I stood halfway across a bridge in central London one recent evening. The sun had set although the sky was still glowing in the west, and I stared downriver, towards London Bridge, St. Paul’s Cathedral and the crazy hodgepodge of oddly-named buildings like the Shard and the Cheese-grater and the Gherkin. It felt timeless and sobering. A reminder that we are here for only a blink of time, and that life will continue much the same once we are gone, with throngs of tourists taking selfies, the homeless begging for change. A man stares at his phone as he walks, his leather shoes pointy and worn, there is the chatter of young women heading to their trains after post-work drinks, a couple next to me embrace unselfconsciously. The very stones of this city have experienced the passage of generations.

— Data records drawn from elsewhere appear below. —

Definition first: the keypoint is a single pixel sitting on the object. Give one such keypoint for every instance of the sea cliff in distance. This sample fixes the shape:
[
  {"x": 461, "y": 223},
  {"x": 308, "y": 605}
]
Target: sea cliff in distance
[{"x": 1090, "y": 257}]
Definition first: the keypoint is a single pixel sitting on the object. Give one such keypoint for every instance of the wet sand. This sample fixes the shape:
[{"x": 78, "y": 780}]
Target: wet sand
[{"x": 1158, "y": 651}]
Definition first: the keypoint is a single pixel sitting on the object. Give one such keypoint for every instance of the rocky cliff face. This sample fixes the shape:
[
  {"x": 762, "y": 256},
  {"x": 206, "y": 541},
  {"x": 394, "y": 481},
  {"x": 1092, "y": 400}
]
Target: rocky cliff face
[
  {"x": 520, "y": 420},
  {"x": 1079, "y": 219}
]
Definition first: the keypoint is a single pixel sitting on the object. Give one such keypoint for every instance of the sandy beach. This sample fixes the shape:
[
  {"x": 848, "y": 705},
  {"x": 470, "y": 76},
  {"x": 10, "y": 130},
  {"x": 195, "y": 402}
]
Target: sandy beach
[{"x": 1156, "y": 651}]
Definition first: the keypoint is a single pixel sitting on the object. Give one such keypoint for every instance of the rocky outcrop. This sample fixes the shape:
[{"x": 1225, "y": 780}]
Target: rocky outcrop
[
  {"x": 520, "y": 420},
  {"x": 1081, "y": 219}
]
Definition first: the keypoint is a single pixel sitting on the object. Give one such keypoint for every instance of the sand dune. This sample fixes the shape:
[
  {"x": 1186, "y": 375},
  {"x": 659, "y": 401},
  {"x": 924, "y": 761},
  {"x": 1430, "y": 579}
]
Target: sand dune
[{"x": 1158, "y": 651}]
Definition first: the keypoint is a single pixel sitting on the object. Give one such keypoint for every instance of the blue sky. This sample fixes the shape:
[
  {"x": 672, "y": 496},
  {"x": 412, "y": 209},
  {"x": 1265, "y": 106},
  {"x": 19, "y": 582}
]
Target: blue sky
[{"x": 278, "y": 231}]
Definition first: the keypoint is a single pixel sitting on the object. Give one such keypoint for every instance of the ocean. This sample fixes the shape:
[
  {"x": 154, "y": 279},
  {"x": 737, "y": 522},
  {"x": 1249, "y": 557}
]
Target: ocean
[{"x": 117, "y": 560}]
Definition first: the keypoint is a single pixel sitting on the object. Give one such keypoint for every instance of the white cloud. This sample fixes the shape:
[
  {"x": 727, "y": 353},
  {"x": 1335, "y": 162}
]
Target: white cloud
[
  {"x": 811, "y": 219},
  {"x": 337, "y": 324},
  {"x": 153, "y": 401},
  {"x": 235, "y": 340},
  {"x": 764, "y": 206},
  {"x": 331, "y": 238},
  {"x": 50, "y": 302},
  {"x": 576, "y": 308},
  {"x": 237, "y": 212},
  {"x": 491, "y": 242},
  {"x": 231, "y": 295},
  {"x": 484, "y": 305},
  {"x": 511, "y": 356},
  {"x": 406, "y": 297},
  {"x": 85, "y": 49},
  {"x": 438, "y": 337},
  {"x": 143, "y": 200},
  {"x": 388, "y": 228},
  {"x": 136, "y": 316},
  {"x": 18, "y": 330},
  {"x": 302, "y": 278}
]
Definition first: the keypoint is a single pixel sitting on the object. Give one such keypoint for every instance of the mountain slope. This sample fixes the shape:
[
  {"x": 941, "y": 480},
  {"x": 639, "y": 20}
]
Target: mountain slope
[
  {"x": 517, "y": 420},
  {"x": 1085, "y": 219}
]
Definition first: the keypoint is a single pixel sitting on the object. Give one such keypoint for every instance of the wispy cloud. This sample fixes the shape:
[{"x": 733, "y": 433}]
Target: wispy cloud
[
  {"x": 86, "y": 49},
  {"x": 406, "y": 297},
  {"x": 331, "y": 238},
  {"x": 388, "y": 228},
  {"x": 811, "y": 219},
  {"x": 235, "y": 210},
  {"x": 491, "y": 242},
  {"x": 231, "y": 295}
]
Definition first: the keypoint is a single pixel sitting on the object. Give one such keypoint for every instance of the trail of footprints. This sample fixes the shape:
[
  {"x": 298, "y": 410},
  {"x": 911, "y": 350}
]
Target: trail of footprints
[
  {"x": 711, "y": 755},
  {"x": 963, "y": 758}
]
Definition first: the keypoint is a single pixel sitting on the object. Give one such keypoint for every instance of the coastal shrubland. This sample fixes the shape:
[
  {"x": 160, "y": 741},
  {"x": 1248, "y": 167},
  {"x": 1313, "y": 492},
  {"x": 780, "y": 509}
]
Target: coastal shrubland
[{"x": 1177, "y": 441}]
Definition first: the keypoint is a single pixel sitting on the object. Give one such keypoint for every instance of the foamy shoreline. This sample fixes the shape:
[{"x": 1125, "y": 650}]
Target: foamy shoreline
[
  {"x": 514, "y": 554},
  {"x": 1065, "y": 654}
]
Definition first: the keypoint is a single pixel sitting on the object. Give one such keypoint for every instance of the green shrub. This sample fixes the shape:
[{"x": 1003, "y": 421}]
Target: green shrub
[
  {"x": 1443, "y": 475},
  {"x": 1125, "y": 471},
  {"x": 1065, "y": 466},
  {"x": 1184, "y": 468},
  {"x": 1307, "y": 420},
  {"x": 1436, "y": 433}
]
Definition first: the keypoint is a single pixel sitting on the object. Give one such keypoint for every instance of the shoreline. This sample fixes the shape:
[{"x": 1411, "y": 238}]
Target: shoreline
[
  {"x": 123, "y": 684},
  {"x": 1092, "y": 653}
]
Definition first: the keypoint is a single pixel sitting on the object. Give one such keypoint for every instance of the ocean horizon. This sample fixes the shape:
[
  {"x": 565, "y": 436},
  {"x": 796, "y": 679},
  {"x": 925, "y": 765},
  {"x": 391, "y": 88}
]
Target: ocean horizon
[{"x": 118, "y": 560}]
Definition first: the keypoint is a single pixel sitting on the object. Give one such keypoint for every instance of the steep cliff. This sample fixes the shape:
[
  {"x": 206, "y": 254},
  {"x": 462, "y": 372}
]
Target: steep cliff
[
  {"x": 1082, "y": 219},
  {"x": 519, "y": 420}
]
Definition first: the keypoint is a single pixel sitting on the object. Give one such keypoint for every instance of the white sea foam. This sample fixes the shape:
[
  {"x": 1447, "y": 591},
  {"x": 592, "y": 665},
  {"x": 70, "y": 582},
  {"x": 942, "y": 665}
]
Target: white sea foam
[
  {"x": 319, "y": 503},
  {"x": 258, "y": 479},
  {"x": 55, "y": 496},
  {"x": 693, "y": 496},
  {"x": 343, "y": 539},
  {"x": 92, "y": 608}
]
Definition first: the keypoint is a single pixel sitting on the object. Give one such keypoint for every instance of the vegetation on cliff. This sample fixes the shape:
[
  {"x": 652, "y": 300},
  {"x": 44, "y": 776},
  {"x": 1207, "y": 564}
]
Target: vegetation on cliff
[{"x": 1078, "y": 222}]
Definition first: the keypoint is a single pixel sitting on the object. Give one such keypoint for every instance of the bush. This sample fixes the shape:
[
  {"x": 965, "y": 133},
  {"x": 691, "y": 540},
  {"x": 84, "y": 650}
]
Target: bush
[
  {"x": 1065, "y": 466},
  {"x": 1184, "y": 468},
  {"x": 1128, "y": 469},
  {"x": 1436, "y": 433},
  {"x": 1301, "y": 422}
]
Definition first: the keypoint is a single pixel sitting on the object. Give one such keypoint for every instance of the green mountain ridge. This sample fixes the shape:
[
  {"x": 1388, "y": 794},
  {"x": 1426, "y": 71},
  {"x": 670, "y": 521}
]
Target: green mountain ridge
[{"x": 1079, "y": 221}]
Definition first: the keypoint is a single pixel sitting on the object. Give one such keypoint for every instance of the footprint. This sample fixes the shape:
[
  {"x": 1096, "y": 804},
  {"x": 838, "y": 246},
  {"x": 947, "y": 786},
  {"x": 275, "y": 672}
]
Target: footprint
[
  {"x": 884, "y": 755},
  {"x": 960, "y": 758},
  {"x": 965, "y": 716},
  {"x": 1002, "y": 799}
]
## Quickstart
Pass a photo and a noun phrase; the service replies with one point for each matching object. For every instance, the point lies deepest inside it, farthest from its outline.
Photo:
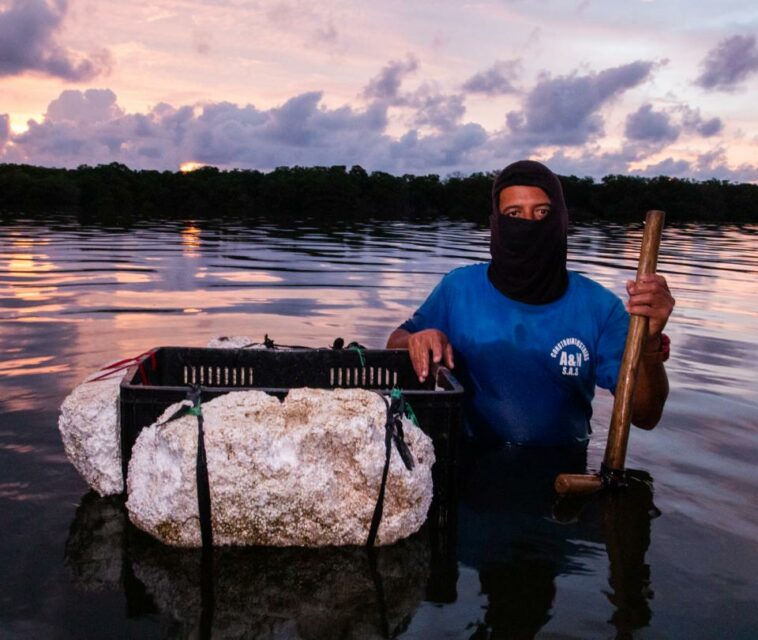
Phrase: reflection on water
(255, 592)
(73, 297)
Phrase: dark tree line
(115, 193)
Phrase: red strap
(121, 365)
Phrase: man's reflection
(520, 539)
(258, 591)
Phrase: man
(529, 339)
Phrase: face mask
(529, 257)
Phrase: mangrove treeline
(115, 193)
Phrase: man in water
(529, 339)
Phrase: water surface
(677, 562)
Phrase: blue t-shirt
(529, 370)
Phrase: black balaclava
(529, 257)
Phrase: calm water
(678, 563)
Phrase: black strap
(201, 473)
(393, 430)
(201, 463)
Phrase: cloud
(93, 105)
(435, 109)
(301, 131)
(730, 62)
(386, 84)
(706, 166)
(692, 120)
(497, 80)
(646, 125)
(563, 110)
(28, 30)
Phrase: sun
(186, 167)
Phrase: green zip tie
(359, 351)
(409, 412)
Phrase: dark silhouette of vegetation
(115, 193)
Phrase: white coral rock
(302, 472)
(90, 432)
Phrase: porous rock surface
(303, 472)
(89, 429)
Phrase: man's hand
(420, 345)
(651, 297)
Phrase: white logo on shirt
(571, 354)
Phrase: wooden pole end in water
(578, 484)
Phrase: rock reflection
(520, 540)
(256, 592)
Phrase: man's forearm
(398, 339)
(650, 393)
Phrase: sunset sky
(434, 86)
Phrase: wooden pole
(618, 432)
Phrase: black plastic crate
(162, 377)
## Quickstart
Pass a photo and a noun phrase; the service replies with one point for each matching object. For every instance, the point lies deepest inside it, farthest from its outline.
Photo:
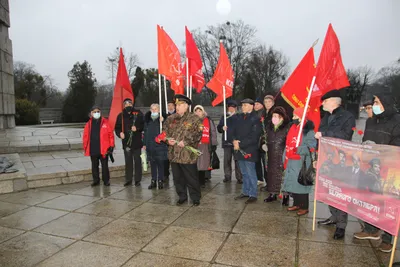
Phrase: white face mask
(96, 115)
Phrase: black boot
(270, 198)
(285, 201)
(153, 185)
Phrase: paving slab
(153, 260)
(84, 254)
(246, 250)
(74, 225)
(30, 248)
(126, 234)
(314, 253)
(112, 208)
(10, 208)
(208, 219)
(30, 218)
(187, 243)
(155, 213)
(8, 233)
(68, 202)
(31, 197)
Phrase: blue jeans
(249, 174)
(157, 169)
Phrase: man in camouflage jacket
(184, 129)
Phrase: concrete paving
(76, 225)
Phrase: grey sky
(54, 34)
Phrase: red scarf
(291, 140)
(205, 139)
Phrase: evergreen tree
(81, 93)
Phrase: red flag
(193, 54)
(296, 89)
(223, 76)
(169, 61)
(330, 73)
(122, 90)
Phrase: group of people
(261, 141)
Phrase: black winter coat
(156, 151)
(276, 143)
(231, 122)
(135, 118)
(248, 131)
(339, 124)
(384, 129)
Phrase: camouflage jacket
(189, 129)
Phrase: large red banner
(362, 180)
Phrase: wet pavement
(76, 225)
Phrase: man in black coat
(382, 128)
(227, 145)
(129, 127)
(337, 123)
(246, 136)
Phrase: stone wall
(56, 113)
(7, 96)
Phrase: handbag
(307, 174)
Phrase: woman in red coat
(98, 142)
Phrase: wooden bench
(46, 121)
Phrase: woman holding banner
(293, 161)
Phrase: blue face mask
(376, 109)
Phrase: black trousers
(104, 169)
(260, 168)
(186, 178)
(301, 200)
(166, 169)
(228, 156)
(202, 177)
(132, 156)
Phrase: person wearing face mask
(98, 142)
(293, 161)
(227, 145)
(276, 132)
(246, 135)
(157, 153)
(382, 128)
(129, 127)
(337, 123)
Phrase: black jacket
(248, 132)
(156, 151)
(231, 123)
(384, 129)
(339, 124)
(134, 118)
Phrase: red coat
(106, 137)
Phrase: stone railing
(55, 114)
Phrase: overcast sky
(54, 34)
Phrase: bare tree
(359, 78)
(131, 62)
(239, 41)
(269, 68)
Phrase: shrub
(27, 112)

That feeling reminds me of words written in a post-wedding email I received recently. “The faded patches of grass where the marquee once stood.” There’s a poignancy to that image. Sadness that such a beautiful event, the culmination of months of work, a well-enjoyed celebration and a milestone in the timeline of the bride and groom, is over and relegated to memories now. Yet to have lived and enjoyed such a momentous occasion – one would never wish that away. The grass may be faded, time may be passing, but oh, how glorious it was!